Hello.
My setup is:
- Lenovo M920q mini pc with Proxmox installed (this doesn't have IPMI, only vPRO and it's annoying me)
- Fujitsu TX1320 M3 with TrueNAS Core installed - ZFS + RAID1 (this is a low-end "enterprise grade" server, and best thing - it has IPMI).
The Proxmox PC keeps all its CTs and 1 VM on the TrueNAS using iSCSI.
The idea behind my setup was that it felt nice that the TrueNAS would handle all the storage heavy lifting - ZFS, RAID etc., while the Proxmox mini PC would be a "compute-only" node that has a naked Proxmox install with some config.
The problem with that is if the TrueNAS machine loses power or is restarted, the Proxmox CTs/VMs switch their filesystem to read-only and stop responding to requests. This is because the iSCSI connection is interrupted. When the TrueNAS is back online, Proxmox doesn't make any attempt to restart the VMs/CTs - they'd still be broken.

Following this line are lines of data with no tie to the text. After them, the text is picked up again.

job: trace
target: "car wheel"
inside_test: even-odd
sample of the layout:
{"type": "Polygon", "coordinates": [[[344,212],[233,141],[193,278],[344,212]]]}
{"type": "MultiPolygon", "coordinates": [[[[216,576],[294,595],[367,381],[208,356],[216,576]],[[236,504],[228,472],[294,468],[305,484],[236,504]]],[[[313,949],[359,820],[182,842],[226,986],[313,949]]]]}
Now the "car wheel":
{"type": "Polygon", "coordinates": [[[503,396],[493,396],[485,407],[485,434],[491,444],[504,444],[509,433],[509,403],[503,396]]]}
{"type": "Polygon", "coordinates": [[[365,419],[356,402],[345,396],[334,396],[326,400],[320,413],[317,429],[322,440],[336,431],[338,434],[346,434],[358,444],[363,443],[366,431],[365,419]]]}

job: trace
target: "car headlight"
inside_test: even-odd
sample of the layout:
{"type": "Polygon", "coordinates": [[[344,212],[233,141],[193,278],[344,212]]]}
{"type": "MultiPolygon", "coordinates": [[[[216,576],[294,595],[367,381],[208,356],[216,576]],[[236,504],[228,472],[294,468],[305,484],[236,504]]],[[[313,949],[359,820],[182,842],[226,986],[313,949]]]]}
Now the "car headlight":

It's annoying to me to have to VPN to the Proxmox web ui and wait 15 minutes until all the CTs/VMs are restarted and now again functioning on the "alive" iSCSI connection.
I was wondering what are my options here to remove the dependency chain?
I'm really into the idea of decomissioning the Proxmox node because I'm scared I won't be able to (over VPN) change the power state of the machine if something goes wrong, since it only has vPro and not iSCSI like the TrueNAS machine. By doing that, I'd consolidate the storage and the compute into the TrueNAS machine.
Options I can think of:
- Decomission the Proxmox node and move all Debian VMs/CTs to TrueNAS BSD jails. Is that even possible? Will all my Debian VMs work in BSD?
- Decomission the Proxmox node, switch TrueNAS Core to TrueNAS Scale and move CTs/VMs to TrueNAS Scale's Linux VMs
- Keep the Proxmox node and somehow figure out how to get Proxmox to refresh the CTs/VMs on iSCSI connection loss.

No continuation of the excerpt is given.